Wallace’s CV includes stints at hatted Melbourne eatery Easy Tiger, six years in Europe and three years as sous chef at the acclaimed Longrain in the Victorian capital. He is ably assisted by Keelan Gallogly, formerly of Baillie Lodges and with 10 years at Rockpool under his belt. Together, they take us on an eight-course tour of Southeast Asia that begins with betel leaves laden with crabmeat, peanuts, ginger and lime, and concludes with a light-as-a-feather butterfly pea tea custard with taro and palm caramel.

Rachael Boon and Ben Wallace of Oaks Kitchen and Garden.
Rachael Boon and Ben Wallace of Oaks Kitchen and Garden.

Along the way we try coral trout carpaccio with green ants, a sour orange curry of Spanish mackerel and snake beans, plus smoky grilled eggplant with kangkong or water spinach. Our tastebuds are zinging with the triumvirate of sweet, sour and spicy flavours, and a bottle of Jim Barry riesling brought with us proves an excellent accompaniment on this warm autumn afternoon.
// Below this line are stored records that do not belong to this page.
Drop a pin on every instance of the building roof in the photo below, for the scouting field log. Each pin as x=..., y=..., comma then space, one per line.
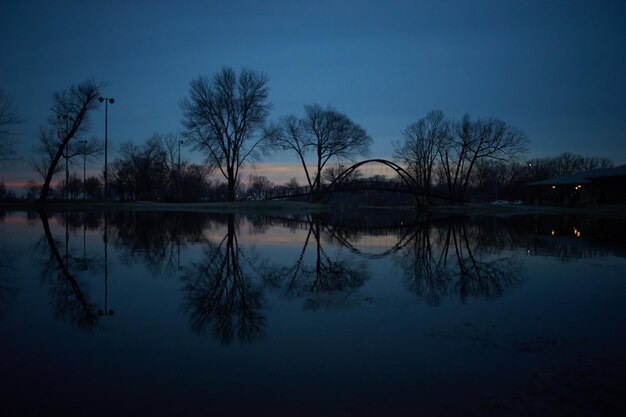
x=585, y=177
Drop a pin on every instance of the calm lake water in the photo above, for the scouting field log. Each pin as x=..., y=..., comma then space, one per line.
x=351, y=314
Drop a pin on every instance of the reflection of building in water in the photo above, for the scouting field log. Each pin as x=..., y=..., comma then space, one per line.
x=598, y=186
x=576, y=237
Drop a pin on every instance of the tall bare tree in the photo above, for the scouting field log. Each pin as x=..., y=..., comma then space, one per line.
x=420, y=149
x=327, y=134
x=70, y=116
x=9, y=119
x=47, y=145
x=472, y=141
x=225, y=118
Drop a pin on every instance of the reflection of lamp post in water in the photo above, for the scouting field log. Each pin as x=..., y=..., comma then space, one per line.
x=106, y=311
x=84, y=152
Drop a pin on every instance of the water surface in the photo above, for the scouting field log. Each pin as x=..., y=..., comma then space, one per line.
x=353, y=313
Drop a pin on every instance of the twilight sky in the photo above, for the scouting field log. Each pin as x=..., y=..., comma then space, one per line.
x=556, y=69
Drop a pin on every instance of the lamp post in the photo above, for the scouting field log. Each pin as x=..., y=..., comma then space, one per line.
x=178, y=173
x=84, y=145
x=106, y=142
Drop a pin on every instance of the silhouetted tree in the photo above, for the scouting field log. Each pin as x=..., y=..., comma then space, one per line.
x=564, y=164
x=326, y=133
x=225, y=117
x=70, y=110
x=472, y=141
x=422, y=144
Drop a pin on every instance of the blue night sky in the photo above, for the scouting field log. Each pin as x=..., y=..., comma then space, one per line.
x=555, y=69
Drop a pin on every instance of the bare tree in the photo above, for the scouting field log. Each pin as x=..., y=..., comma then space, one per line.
x=422, y=143
x=70, y=110
x=47, y=146
x=472, y=141
x=9, y=119
x=326, y=133
x=225, y=118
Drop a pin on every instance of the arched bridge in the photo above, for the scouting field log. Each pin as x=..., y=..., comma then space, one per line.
x=347, y=180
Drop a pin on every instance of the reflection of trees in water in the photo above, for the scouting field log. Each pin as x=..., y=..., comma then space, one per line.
x=70, y=301
x=221, y=296
x=326, y=281
x=449, y=258
x=155, y=238
x=8, y=289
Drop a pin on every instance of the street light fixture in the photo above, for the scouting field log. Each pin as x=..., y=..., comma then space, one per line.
x=106, y=100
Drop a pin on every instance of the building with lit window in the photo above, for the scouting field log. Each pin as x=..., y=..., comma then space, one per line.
x=598, y=186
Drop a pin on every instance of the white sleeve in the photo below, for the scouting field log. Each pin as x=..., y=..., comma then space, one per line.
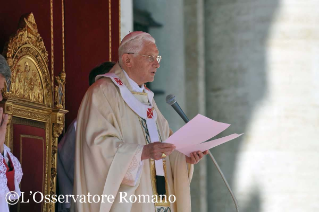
x=134, y=171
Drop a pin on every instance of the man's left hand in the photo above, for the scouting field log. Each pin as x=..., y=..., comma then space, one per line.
x=195, y=157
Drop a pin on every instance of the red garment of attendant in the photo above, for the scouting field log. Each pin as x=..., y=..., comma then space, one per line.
x=10, y=174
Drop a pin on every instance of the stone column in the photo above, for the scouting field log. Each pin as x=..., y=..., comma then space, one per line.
x=195, y=88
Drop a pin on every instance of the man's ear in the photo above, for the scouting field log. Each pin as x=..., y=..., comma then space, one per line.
x=126, y=59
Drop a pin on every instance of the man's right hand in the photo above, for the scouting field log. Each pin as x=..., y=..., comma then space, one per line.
x=155, y=150
x=3, y=129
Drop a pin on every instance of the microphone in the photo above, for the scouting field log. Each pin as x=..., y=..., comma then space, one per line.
x=170, y=99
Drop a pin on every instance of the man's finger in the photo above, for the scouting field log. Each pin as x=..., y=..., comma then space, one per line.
x=200, y=154
x=166, y=145
x=196, y=156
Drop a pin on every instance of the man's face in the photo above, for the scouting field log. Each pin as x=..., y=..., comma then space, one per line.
x=143, y=70
x=2, y=81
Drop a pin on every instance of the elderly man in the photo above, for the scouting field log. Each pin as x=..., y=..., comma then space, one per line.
x=121, y=162
x=10, y=168
x=66, y=148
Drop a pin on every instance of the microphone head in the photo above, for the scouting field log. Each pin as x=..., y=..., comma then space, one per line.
x=170, y=99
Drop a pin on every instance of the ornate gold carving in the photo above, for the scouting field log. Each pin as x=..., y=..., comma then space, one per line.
x=30, y=114
x=29, y=94
x=28, y=60
x=28, y=122
x=59, y=91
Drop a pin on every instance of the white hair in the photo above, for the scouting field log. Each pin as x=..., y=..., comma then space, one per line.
x=134, y=44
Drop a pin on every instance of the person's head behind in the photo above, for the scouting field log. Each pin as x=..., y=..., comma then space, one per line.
x=138, y=56
x=101, y=69
x=5, y=74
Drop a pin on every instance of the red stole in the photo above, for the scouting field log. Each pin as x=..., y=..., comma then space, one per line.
x=9, y=174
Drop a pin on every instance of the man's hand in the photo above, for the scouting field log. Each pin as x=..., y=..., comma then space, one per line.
x=195, y=157
x=155, y=150
x=3, y=128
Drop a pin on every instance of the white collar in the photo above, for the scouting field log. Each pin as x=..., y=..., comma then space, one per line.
x=133, y=84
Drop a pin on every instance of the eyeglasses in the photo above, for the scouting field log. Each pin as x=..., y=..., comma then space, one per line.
x=150, y=57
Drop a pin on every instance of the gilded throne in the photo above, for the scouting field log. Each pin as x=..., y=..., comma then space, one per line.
x=35, y=104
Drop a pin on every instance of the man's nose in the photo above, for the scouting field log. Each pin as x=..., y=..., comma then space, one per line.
x=156, y=64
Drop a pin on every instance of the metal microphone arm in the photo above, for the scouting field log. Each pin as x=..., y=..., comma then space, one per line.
x=170, y=99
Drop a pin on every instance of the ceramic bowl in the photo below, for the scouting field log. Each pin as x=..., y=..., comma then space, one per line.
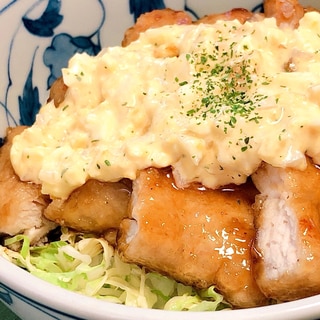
x=37, y=39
Wherever possible, Boon and Wallace source their ingredients locally, including pasture-raised Sommerlad chickens that are protected by Maremma guard dogs on a cane farm overlooking Hinchinbrook Island. If the couple can’t grow it themselves, they like to support producers nearby and up on the Atherton Tablelands, a veritable food bowl where everything from coffee to avocados and macadamia nuts is produced.

“If it grows up here, we’ll use it,” Boon says.
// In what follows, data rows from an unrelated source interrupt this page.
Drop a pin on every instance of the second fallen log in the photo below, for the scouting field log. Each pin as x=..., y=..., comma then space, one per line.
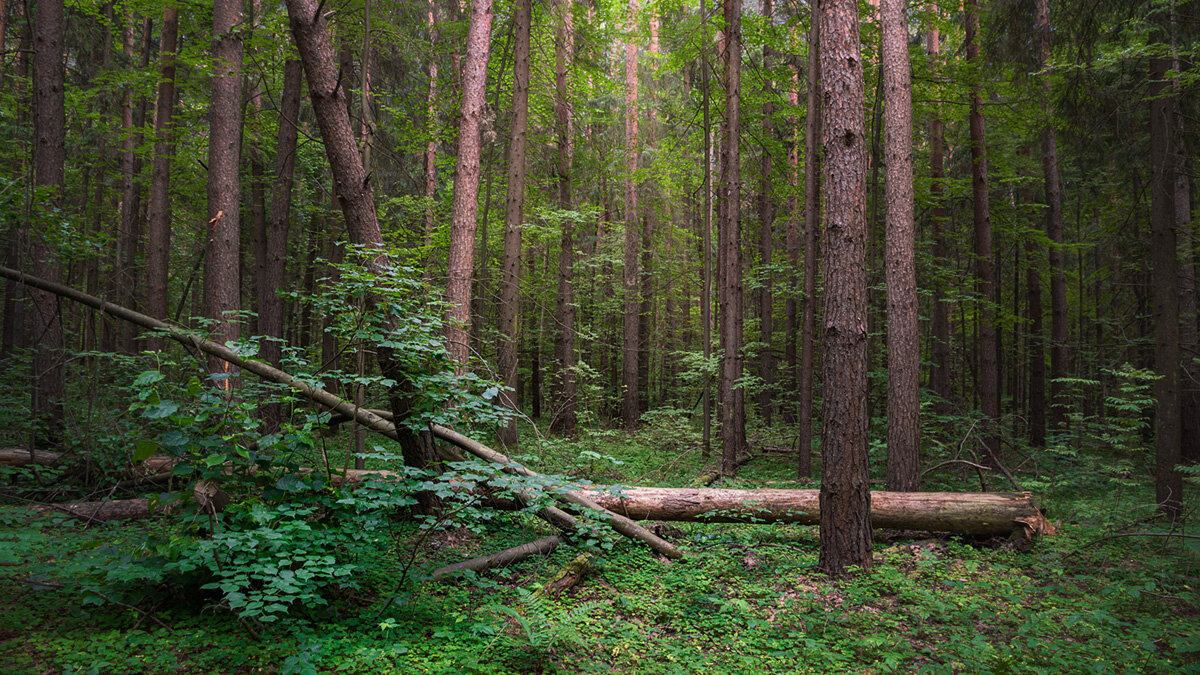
x=963, y=513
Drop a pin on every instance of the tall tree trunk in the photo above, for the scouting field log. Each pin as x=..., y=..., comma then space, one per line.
x=564, y=347
x=355, y=196
x=513, y=211
x=731, y=398
x=221, y=276
x=466, y=183
x=904, y=346
x=791, y=316
x=629, y=413
x=766, y=217
x=940, y=369
x=1168, y=482
x=159, y=208
x=989, y=350
x=811, y=243
x=1054, y=226
x=271, y=274
x=845, y=490
x=49, y=155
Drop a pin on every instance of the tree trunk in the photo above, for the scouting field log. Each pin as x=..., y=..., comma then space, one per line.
x=510, y=297
x=811, y=243
x=466, y=183
x=989, y=513
x=49, y=154
x=989, y=350
x=845, y=495
x=221, y=275
x=1054, y=227
x=766, y=216
x=159, y=208
x=904, y=346
x=271, y=275
x=940, y=369
x=629, y=413
x=564, y=347
x=1168, y=482
x=729, y=232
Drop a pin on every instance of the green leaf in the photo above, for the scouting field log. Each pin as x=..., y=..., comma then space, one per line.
x=144, y=449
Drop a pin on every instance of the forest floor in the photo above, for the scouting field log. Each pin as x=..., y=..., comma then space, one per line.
x=1107, y=593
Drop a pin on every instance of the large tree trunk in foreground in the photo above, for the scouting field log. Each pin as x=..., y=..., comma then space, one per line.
x=845, y=493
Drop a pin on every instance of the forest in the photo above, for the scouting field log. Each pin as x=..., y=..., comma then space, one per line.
x=607, y=336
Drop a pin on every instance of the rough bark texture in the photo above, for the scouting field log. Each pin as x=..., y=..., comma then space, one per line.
x=629, y=412
x=49, y=153
x=811, y=252
x=563, y=388
x=729, y=233
x=766, y=216
x=940, y=368
x=353, y=192
x=990, y=513
x=159, y=208
x=221, y=252
x=1168, y=482
x=845, y=493
x=989, y=347
x=510, y=280
x=466, y=184
x=904, y=348
x=1054, y=227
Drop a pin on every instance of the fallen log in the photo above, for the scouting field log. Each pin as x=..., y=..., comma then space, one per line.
x=960, y=513
x=508, y=556
x=18, y=457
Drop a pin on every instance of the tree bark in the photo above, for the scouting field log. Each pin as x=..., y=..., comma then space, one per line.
x=989, y=513
x=989, y=348
x=766, y=219
x=1168, y=482
x=159, y=208
x=564, y=390
x=729, y=232
x=629, y=412
x=1054, y=226
x=221, y=276
x=940, y=369
x=49, y=154
x=466, y=183
x=811, y=252
x=845, y=495
x=510, y=299
x=904, y=347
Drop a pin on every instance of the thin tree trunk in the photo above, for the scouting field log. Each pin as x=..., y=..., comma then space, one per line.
x=49, y=154
x=629, y=413
x=510, y=297
x=271, y=275
x=766, y=217
x=904, y=346
x=221, y=276
x=1054, y=227
x=159, y=208
x=466, y=184
x=1168, y=482
x=731, y=398
x=811, y=255
x=564, y=347
x=845, y=494
x=989, y=356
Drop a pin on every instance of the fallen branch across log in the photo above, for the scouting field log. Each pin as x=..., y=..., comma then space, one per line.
x=984, y=513
x=502, y=559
“We’re surrounded by amazing produce,” adds Wallace.

Indeed, it feels like we have stumbled upon some kind of tropical Eden; a bountiful place where almost anything grows. Boon and Wallace met when they were working at Sydney’s Manly Pavilion, one at front of house, the other in the kitchen.

Together they have forged a path that plays to both their strengths.

Penny Hunter was a guest of Tourism Tropical North Queensland.